The Substack Experiment

What is Substack?

I've been hearing a lot about Substack recently, mostly on technology podcasts and particularly on those that sit at the intersection of media and technology. In some quarters, Substack is seen as a way for writers/journalists to connect directly with their readers and monetise their output, and by all accounts some people are doing well with the top 10 newsletters bringing in $7 million a year.

I'm fairly certain that those writers didn't start from scratch on Substack - most of the stand out successes are well known writers with a large existing following and a great reputation. They brought their existing audience over with them, but have then been able to define their own price for access to their content and keeping around 85% of the money. They are also the first and have no doubt captured quite a bit of the audience that is prepared to pay, and if my experience with the Internet is anything to go by, there will be a limited set of giants and a large number scratching by. 

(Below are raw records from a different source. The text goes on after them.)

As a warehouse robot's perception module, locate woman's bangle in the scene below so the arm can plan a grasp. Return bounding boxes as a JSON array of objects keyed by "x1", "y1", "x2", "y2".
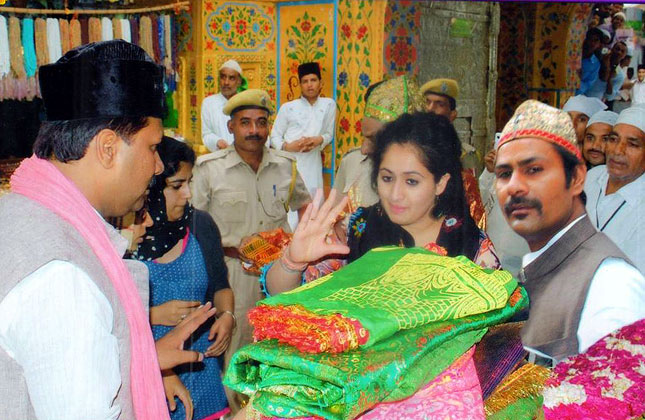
[
  {"x1": 217, "y1": 311, "x2": 237, "y2": 328},
  {"x1": 280, "y1": 246, "x2": 309, "y2": 273}
]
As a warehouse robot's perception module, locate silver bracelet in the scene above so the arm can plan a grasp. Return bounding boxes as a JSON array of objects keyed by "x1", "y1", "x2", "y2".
[{"x1": 217, "y1": 311, "x2": 237, "y2": 328}]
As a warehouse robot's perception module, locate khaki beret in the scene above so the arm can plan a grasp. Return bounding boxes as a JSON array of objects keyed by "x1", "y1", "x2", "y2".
[
  {"x1": 222, "y1": 89, "x2": 273, "y2": 115},
  {"x1": 497, "y1": 99, "x2": 582, "y2": 162},
  {"x1": 421, "y1": 79, "x2": 459, "y2": 100}
]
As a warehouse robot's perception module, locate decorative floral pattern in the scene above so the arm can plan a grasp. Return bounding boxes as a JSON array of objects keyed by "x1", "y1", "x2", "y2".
[
  {"x1": 383, "y1": 0, "x2": 421, "y2": 77},
  {"x1": 188, "y1": 61, "x2": 199, "y2": 138},
  {"x1": 495, "y1": 2, "x2": 536, "y2": 131},
  {"x1": 204, "y1": 2, "x2": 274, "y2": 52},
  {"x1": 204, "y1": 59, "x2": 217, "y2": 96},
  {"x1": 286, "y1": 12, "x2": 328, "y2": 63},
  {"x1": 177, "y1": 10, "x2": 193, "y2": 52}
]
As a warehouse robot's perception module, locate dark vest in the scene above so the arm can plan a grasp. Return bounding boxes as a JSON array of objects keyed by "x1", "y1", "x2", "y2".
[
  {"x1": 0, "y1": 194, "x2": 148, "y2": 420},
  {"x1": 521, "y1": 216, "x2": 629, "y2": 360}
]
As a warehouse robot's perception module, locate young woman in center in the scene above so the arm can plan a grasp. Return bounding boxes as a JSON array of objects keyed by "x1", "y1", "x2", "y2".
[
  {"x1": 260, "y1": 113, "x2": 500, "y2": 295},
  {"x1": 133, "y1": 137, "x2": 235, "y2": 420}
]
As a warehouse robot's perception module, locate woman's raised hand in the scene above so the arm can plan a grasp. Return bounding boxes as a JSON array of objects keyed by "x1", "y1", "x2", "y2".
[{"x1": 289, "y1": 189, "x2": 349, "y2": 264}]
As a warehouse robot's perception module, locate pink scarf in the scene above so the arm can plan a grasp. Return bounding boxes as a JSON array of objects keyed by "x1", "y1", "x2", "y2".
[{"x1": 11, "y1": 156, "x2": 169, "y2": 420}]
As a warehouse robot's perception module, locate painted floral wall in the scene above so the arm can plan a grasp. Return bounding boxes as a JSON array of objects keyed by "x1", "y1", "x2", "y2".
[{"x1": 179, "y1": 0, "x2": 388, "y2": 173}]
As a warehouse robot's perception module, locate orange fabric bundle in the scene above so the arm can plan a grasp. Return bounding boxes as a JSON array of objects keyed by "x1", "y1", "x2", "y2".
[
  {"x1": 112, "y1": 18, "x2": 123, "y2": 39},
  {"x1": 248, "y1": 305, "x2": 369, "y2": 353},
  {"x1": 34, "y1": 18, "x2": 49, "y2": 67},
  {"x1": 240, "y1": 228, "x2": 292, "y2": 274},
  {"x1": 139, "y1": 16, "x2": 156, "y2": 61},
  {"x1": 88, "y1": 17, "x2": 103, "y2": 42},
  {"x1": 9, "y1": 16, "x2": 25, "y2": 79}
]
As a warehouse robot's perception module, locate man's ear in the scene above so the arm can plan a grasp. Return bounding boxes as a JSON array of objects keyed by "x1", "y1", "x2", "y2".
[
  {"x1": 570, "y1": 163, "x2": 587, "y2": 195},
  {"x1": 90, "y1": 128, "x2": 124, "y2": 169}
]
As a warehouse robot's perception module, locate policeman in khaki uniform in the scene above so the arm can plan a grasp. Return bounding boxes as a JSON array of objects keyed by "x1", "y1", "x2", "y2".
[{"x1": 191, "y1": 89, "x2": 311, "y2": 406}]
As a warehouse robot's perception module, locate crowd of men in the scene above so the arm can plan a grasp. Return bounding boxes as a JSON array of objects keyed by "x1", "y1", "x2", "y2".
[{"x1": 0, "y1": 35, "x2": 645, "y2": 420}]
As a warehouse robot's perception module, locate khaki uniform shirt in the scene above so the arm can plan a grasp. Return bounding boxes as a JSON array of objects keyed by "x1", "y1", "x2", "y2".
[
  {"x1": 191, "y1": 146, "x2": 311, "y2": 372},
  {"x1": 191, "y1": 146, "x2": 311, "y2": 247},
  {"x1": 334, "y1": 149, "x2": 378, "y2": 210}
]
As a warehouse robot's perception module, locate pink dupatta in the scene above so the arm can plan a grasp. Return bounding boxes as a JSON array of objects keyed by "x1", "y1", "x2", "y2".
[{"x1": 11, "y1": 156, "x2": 170, "y2": 420}]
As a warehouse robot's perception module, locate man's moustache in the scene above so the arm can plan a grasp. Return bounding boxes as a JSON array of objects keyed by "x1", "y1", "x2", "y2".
[{"x1": 504, "y1": 196, "x2": 542, "y2": 214}]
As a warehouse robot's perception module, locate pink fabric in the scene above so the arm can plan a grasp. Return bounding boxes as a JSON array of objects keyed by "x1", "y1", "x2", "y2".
[
  {"x1": 262, "y1": 347, "x2": 486, "y2": 420},
  {"x1": 542, "y1": 319, "x2": 645, "y2": 420},
  {"x1": 357, "y1": 347, "x2": 486, "y2": 420},
  {"x1": 11, "y1": 156, "x2": 170, "y2": 420}
]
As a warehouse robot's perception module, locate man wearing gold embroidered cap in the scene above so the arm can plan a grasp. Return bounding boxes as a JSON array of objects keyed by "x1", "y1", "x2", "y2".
[
  {"x1": 421, "y1": 79, "x2": 459, "y2": 121},
  {"x1": 421, "y1": 79, "x2": 486, "y2": 229},
  {"x1": 191, "y1": 89, "x2": 311, "y2": 411},
  {"x1": 495, "y1": 100, "x2": 645, "y2": 363},
  {"x1": 334, "y1": 76, "x2": 421, "y2": 210}
]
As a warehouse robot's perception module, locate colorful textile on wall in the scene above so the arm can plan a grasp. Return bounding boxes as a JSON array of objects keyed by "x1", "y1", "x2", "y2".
[
  {"x1": 543, "y1": 319, "x2": 645, "y2": 420},
  {"x1": 240, "y1": 228, "x2": 293, "y2": 275},
  {"x1": 484, "y1": 363, "x2": 550, "y2": 420},
  {"x1": 383, "y1": 0, "x2": 421, "y2": 77},
  {"x1": 249, "y1": 247, "x2": 519, "y2": 353},
  {"x1": 251, "y1": 348, "x2": 485, "y2": 420},
  {"x1": 495, "y1": 2, "x2": 537, "y2": 131},
  {"x1": 224, "y1": 286, "x2": 528, "y2": 420},
  {"x1": 336, "y1": 0, "x2": 388, "y2": 160}
]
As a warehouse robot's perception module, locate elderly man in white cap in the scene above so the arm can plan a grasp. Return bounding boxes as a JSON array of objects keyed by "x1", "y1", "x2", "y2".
[
  {"x1": 495, "y1": 100, "x2": 645, "y2": 361},
  {"x1": 585, "y1": 106, "x2": 645, "y2": 272},
  {"x1": 562, "y1": 95, "x2": 607, "y2": 146},
  {"x1": 582, "y1": 111, "x2": 618, "y2": 169},
  {"x1": 202, "y1": 60, "x2": 242, "y2": 152}
]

I suspect there's also going to be a limit to the number of separate subscriptions that anyone is prepared to pay. I don't know the specific numbers, but if I guess at $10/writer/month for the top tier, then subscribing to 10 quickly turns into real money, especially when compared to subscribing to traditional news media where you get access to a whole host of writers. Those that haven't decamped to Substack at any rate. By all accounts Substack expect to offer bundles, but based on writers wishing to bundle rather than pivoting to aggregation themselves.

I'd also have some personal concerns about limiting my reading in this way - it makes it far more likely that I'd descend into an echo-chamber and assume the whole world felt the same why I do about everything. I quite like reading things that I really disagree with, even if they make me angry sometimes, but if that took time away from the content I was paying for, I'd probably cut right down on it.

My Substack

All of this monetisation is very interesting, but in my case highly likely to be theoretical. I can't see myself trying to monetise my audience, particularly as the number of writers I would be prepared to subscribe to is a number pretty close to zero, and if I'm not doing it I can't really expect anyone else to. And, of course, clearly nobody would pay to read my ramblings, especially as I don't really know what I'm going to use it for.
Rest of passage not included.